Le travail cinématographique implique une équipe, une organisation collective, des responsabilités multiples. Il devient alors plus difficile de préserver cet espace de retrait et d’indépendance totale que peut offrir une pratique artistique solitaire. D’autant plus que, lorsque j’étais plus jeune, je me suis longtemps interrogé sur ma voie artistique. J’hésitais entre l’écriture romanesque et la peinture, et j’étais fascinée par le caractère solitaire de ces disciplines. À l’époque, je pensais ne pas être fait pour le travail en équipe. Cette fascination demeure encore aujourd’hui et nourrit sans doute mon admiration pour cette figure de l’artiste qui semble affranchie des contraintes économiques et collectives. 

La question de l’inspiration est aussi au centre du film. Qu’est-ce qui vous a le plus inspiré dans le scénario de Quelques jours à Nagi 

Je pense que l’inspiration naît toujours d’un rapport au réel, qu’il s’agisse d’expériences vécues, de rencontres ou d’impressions laissées par un lieu. Pour Quelques jours à Nagi, il s’agit d’une adaptation d’une pièce du dramaturge et metteur en scène Oriza Hirata.  Mais au-delà de cette référence, ce film s’est surtout nourri d’une expérience très concrète. J’ai vécu plus de dix mois à Nagi, la ville où le film a été tourné. Habituellement, lorsque je prépare un film, je me rends sur les lieux pour de courts repérages. Cette fois, j’y suis allé avant même d’avoir écrit le scénario, avec le désir de m’imprégner profondément du territoire, de comprendre ce qu’était cette ville et de rencontrer ses habitants. À travers ces échanges et cette immersion dans le quotidien local, j’ai peu à peu trouvé la matière du scénario. 

C’est précisément les expériences que j’ai vécues durant mon séjour à Nagi qui ont nourri le film. J’y ai découvert par exemple ces bulletins municipaux diffusés chaque matin et chaque soir par haut-parleurs dans toute la ville.
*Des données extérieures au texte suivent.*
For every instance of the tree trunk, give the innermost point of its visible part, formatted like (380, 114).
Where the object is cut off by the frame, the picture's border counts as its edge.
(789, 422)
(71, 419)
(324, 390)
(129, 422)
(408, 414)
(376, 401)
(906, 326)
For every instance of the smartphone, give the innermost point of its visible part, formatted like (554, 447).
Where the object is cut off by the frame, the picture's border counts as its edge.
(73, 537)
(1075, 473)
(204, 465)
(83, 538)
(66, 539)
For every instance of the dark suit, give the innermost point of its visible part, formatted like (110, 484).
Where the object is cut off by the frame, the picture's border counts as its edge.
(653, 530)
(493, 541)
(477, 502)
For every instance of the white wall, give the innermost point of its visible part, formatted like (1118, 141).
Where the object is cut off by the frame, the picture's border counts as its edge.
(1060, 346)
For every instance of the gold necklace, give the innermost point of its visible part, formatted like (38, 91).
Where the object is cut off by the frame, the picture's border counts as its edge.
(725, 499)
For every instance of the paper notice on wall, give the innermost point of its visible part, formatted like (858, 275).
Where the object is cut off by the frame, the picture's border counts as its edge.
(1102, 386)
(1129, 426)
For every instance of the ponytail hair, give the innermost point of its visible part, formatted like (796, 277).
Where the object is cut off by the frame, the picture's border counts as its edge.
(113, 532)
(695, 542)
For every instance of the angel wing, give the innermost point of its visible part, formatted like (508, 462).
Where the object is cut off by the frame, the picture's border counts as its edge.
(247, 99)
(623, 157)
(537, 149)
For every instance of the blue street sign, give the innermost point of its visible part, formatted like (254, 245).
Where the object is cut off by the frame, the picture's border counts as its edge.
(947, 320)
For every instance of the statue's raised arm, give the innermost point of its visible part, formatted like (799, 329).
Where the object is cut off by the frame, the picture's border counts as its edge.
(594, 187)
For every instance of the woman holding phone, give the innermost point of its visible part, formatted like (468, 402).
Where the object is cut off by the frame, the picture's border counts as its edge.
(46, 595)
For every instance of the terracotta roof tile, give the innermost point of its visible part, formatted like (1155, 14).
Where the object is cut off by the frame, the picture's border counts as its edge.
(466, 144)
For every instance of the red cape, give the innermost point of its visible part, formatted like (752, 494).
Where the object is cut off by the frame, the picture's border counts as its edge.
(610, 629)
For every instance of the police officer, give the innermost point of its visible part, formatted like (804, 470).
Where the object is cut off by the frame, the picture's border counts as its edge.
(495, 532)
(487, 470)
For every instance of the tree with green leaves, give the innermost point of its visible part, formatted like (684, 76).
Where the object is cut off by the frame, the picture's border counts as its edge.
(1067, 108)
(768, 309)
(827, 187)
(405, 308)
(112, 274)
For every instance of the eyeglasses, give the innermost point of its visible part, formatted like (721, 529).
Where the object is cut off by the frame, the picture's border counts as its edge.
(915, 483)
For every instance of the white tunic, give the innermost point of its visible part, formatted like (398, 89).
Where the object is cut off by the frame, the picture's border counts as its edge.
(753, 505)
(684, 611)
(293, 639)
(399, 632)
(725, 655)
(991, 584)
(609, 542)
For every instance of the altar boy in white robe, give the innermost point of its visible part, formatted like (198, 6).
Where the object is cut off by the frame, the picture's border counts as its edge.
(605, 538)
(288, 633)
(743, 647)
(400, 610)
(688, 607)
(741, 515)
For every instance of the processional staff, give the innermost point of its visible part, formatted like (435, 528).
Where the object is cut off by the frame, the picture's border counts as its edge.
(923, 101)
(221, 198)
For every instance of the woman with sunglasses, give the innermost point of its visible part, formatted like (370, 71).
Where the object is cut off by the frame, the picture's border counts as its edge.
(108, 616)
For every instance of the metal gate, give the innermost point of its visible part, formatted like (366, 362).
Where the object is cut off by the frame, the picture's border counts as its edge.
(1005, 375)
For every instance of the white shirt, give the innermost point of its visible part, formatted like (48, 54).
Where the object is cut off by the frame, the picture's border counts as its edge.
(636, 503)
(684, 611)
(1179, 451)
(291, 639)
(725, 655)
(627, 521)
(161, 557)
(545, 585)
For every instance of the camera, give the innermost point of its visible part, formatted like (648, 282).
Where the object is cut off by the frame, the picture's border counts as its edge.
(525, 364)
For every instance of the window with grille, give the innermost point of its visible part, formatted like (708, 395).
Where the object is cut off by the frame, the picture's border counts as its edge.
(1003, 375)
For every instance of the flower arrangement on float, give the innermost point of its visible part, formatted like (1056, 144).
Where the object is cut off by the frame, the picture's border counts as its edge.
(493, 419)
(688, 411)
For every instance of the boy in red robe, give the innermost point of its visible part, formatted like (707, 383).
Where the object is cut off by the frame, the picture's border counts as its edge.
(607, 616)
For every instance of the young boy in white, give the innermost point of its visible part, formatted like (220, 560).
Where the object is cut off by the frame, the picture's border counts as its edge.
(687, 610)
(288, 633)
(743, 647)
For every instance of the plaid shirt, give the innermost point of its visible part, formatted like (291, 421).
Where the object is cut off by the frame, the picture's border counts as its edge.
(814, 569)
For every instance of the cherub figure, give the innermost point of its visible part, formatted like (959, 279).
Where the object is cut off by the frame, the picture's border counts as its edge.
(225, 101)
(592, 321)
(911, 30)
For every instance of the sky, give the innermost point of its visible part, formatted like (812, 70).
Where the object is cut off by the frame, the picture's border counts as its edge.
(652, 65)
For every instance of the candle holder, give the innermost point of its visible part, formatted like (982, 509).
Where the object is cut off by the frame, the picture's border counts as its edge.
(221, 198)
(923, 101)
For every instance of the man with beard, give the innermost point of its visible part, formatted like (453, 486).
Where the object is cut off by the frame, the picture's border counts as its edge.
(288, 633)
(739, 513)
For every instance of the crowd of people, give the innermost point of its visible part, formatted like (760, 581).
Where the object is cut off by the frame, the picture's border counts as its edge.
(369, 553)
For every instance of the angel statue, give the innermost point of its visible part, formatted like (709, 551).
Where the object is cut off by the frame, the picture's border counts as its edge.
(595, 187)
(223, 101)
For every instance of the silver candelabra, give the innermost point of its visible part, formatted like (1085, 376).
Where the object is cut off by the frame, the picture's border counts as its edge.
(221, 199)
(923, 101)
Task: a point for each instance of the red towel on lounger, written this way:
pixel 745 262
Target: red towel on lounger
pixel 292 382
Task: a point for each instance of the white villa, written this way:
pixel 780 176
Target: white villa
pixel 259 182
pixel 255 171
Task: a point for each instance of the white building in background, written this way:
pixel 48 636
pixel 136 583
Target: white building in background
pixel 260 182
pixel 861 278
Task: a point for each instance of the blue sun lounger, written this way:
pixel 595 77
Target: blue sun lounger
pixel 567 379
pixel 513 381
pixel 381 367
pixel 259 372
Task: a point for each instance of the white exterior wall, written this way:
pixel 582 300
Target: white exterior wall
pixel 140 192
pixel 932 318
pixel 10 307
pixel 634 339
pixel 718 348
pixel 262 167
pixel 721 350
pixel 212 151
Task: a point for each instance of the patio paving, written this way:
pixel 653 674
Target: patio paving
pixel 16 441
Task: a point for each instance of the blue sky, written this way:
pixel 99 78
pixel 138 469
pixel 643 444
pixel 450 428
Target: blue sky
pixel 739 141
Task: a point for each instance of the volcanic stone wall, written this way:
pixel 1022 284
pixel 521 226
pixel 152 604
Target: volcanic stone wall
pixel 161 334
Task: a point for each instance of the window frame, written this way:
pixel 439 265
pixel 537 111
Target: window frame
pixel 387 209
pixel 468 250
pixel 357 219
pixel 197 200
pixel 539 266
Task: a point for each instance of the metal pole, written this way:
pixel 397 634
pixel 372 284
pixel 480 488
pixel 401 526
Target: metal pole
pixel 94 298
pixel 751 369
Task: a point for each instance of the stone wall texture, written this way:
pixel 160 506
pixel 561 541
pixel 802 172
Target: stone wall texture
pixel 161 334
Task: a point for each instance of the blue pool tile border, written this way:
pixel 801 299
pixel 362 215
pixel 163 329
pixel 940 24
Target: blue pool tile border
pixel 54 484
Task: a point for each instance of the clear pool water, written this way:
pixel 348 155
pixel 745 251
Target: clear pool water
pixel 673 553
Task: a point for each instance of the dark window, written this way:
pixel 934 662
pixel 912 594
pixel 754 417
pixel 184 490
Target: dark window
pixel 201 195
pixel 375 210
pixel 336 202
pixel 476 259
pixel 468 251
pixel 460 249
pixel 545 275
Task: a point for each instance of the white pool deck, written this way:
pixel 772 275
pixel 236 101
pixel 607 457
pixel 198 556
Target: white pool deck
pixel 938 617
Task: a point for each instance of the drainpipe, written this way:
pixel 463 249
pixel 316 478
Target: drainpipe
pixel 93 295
On se réveille et l’on s’endort au son de la voix des employés municipaux. Cette présence sonore fait intimement partie du quotidien des habitants. De la même manière que Yuriko guide Yuri à travers les chemins de montagne de Nagi dans le film, j’ai moi-même été accompagné par les employés de la mairie pour découvrir la ville et ses environs. Il y a également cette scène où les personnages brûlent les herbes autour des réservoirs d’eau, c’est une activité à laquelle j’ai moi aussi participé pendant mon séjour. Ce sont donc des gestes très concrets, profondément ancrés dans la vie quotidienne locale, que j’ai intégrés au film et qui ont nourri l’écriture du scénario. 

Qu’est-ce que ça signifie pour vous d’être à Cannes ?  

Pour moi, les festivals internationaux de cinéma constituent avant tout une occasion privilégiée de découvrir des cultures étrangères. En ce qui concerne l’Occident, le Japon représente d’une certaine manière une singularité culturelle qui peut paraître très éloignée des références et des sensibilités occidentales. Mon film s’attache à dépeindre un quotidien profondément local avec une histoire modeste, ancrée dans une région rurale et peu peuplée. C’est pourquoi je trouve particulièrement intéressant qu’une œuvre aussi intime puisse être présentée dans un festival d’une telle envergure et, plus encore, en compétition officielle. Cette sélection offrira au film une visibilité précieuse. J’espère qu’elle permettra également d’ouvrir une fenêtre sur cet univers pour les spectateurs qui le découvriront, et qu’elle servira au film de tremplin pour la suite.

Quelques jours à Nagi est présenté en Compétition au Festival de Cannes 2026.

Entretien réalisé par Arnaud Combe le 14 mai 2026 à Cannes.